Her words land with frightening accuracy. I picture Chloe’s laugh, the way she kisses like she’s starving and soft all at once. The way she admitted she’s terrified of being seen only as someone’s daughter, someone’s headline.
She’s my anchor, whether I deserve her or not.
“Thanks, Mia,” I murmur.
She squeezes my ankle lightly before standing. “Now, let’s get you taped up before Coach comes in here and asks why you’re crying on my table.”
“I wasn’t crying,” I grumble, but my voice cracks on the word.
“Sure you weren’t,” she says with a smirk.
By the time I hit the locker room, the guys are already loud. Murphy’s holding court, telling some story about a disastrous fan meet and greet. Jacko’s chuckling in the corner, Dylan and Jonno shaking their heads like they’ve heard it all before.
Normally, I’d slip right into the rhythm. Throw a chirp back, laugh, let it wash over me. But today, as soon as I sit down, I can feel the subtle shift.
Murphy’s eyes flick my way. His grin falters. A couple of the younger guys exchange glances, mutter something low. It’s not outright hostility, it’s worse. It’s hesitation. Like they don’t know if I’m still one of them, or something separate.
The fallout from Chloe in the showers is still hanging in the air. Nobody says her name, but she’s there. A ghost in every sidelong glance.
“You good, Taylor?” Chris, one of the rookies asks, tone too careful.
“Peachy,” I say flatly, yanking my jersey over my head.
The silence that follows says it all.
Murphy grunts something incoherent but I let it slide. Anything to avoid lighting the fuse.
That’s when Jacko speaks. Calm, steady, the way only he can. “He’s still Ollie. Still the guy who’ll drop gloves before you even finish asking. Stop acting like he grew horns.”
The words hit me square in the chest. My throat tightens. I keep my head down, taping my stick like nothing’s wrong, but inside, I’m clinging to that lifeline.
Because Jacko’s right, I am still me. And he’s the only one who seems to remember it.
Practice is ruthless. Coach doesn’t let up, running us through relentless skating drills, puck battles, full-contact scrimmages that leave my lungs burning. Every stride pulls at my hip like a warning bell, but I push harder, trying to drown out the noise in my head.
Murphy chirps me from the bench, something about skating like a pensioner, but I tune him out.
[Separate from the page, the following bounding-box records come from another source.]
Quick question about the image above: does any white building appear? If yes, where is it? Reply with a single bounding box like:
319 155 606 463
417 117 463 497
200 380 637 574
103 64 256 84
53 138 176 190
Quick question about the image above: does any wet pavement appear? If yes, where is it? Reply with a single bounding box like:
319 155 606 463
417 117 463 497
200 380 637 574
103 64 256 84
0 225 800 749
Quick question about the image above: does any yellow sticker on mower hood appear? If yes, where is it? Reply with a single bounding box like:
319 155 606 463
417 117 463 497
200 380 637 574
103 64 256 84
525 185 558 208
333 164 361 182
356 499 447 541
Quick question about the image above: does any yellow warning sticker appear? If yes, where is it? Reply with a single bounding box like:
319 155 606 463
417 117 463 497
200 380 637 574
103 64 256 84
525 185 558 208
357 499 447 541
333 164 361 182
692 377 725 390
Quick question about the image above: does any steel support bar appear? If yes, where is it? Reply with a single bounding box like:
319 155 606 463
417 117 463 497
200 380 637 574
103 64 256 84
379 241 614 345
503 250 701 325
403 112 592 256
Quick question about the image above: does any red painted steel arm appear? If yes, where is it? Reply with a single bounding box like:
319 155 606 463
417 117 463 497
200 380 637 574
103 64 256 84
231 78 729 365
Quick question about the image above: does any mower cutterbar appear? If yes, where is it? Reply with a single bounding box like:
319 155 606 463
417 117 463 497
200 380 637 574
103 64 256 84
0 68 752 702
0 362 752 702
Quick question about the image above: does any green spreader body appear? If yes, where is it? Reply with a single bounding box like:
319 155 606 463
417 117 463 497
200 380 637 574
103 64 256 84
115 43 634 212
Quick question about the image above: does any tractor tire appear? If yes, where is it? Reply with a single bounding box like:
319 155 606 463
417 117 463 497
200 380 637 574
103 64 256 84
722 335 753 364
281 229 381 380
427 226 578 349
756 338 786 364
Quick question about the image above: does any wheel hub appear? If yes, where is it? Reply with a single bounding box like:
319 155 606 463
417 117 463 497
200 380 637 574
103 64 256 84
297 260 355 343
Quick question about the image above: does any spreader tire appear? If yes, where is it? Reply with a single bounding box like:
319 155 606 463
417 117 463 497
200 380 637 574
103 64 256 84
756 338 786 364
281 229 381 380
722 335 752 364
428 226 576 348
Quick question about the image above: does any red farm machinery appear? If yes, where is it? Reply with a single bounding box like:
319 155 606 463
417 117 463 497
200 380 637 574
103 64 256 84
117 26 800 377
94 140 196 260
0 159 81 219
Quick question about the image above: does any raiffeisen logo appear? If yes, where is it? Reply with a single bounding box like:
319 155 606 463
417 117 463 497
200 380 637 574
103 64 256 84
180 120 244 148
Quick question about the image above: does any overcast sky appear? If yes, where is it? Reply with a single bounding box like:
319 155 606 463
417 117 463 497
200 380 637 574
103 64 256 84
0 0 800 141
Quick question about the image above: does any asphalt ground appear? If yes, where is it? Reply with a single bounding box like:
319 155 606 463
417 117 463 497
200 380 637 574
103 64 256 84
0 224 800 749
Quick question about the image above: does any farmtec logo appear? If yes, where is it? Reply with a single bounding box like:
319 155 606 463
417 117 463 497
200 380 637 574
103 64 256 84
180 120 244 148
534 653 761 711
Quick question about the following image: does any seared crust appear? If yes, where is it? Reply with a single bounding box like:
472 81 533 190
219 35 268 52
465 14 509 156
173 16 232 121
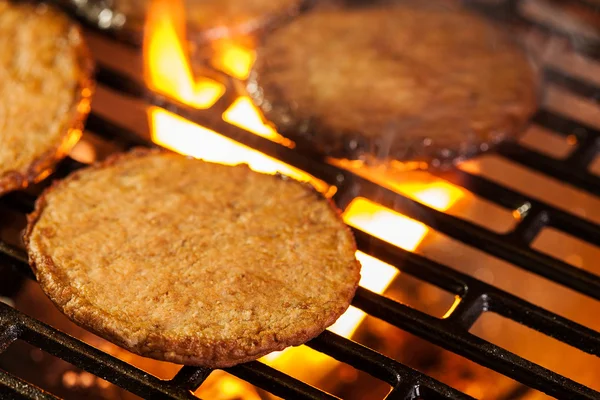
24 150 360 368
0 0 94 194
78 0 303 42
247 2 539 166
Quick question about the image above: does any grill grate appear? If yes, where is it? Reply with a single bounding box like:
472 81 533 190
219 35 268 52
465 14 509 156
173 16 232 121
0 0 600 399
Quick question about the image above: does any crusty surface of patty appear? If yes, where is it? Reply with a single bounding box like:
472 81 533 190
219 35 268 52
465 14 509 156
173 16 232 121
247 2 538 164
0 0 93 193
25 148 360 367
105 0 301 39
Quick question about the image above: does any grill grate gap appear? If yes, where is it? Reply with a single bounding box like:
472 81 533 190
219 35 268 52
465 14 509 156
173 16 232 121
0 0 600 399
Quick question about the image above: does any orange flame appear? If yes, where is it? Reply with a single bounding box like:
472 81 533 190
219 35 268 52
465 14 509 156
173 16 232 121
144 0 462 398
144 0 225 109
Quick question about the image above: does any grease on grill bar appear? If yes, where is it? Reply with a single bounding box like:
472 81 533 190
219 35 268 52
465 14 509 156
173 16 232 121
0 0 600 399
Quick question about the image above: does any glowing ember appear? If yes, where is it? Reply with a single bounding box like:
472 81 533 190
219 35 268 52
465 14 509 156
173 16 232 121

My focus is narrowed, laser-sharp, because if I let it slip, I’ll think too much. About contracts. About secrets.
By the time practice ends, my shirt is plastered to my skin, legs trembling with exhaustion. Jacko claps me on the shoulder as we head toward the showers.
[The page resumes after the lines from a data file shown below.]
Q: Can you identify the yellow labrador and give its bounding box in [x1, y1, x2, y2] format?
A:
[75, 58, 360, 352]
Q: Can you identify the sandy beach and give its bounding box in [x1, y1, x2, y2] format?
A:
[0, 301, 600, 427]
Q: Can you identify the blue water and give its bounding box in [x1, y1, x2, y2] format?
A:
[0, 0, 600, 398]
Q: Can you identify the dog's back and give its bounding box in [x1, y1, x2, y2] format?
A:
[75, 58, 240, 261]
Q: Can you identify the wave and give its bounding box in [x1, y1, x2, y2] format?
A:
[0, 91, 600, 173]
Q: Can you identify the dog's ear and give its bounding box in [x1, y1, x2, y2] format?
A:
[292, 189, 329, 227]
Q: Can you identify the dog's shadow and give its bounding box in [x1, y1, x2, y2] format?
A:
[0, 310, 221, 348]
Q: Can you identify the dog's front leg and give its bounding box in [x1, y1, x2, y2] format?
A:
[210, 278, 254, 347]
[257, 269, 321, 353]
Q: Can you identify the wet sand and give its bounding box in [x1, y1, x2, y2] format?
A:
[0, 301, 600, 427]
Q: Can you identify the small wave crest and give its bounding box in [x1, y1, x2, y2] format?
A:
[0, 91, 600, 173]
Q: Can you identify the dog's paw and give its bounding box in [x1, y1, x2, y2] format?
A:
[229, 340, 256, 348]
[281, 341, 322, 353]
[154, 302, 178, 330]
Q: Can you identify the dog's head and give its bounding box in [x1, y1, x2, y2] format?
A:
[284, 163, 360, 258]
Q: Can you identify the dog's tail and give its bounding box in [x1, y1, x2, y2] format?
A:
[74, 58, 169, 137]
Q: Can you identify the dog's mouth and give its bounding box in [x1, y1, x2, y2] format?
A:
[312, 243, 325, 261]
“Good grind today,” he says, his way of telling me he saw me hurting but pushing through anyway.
“Yeah,” I mutter, forcing a smile.
Later, when the room is quiet, I find myself alone on the bench, lacing and unlacing my skates just to keep my hands busy. The echo of Mia’s words won’t leave me. Find your anchor.
I pull my phone from my bag, hesitating only a second before tapping out a message.
Ollie: You’re my favourite complication. Don’t run, yeah?
The dots appear almost instantly.
Chloe: Complication, huh? That’s romantic.
Ollie: You know what I mean.
Chloe: I do. And I’m not running.
My chest eases for the first time all day. I tuck the phone away, shoulders sagging with something that almost feels like relief.
Tomorrow will bring more drills, more noise, more secrecy. But right now, I’ve got an anchor. And that’s enough.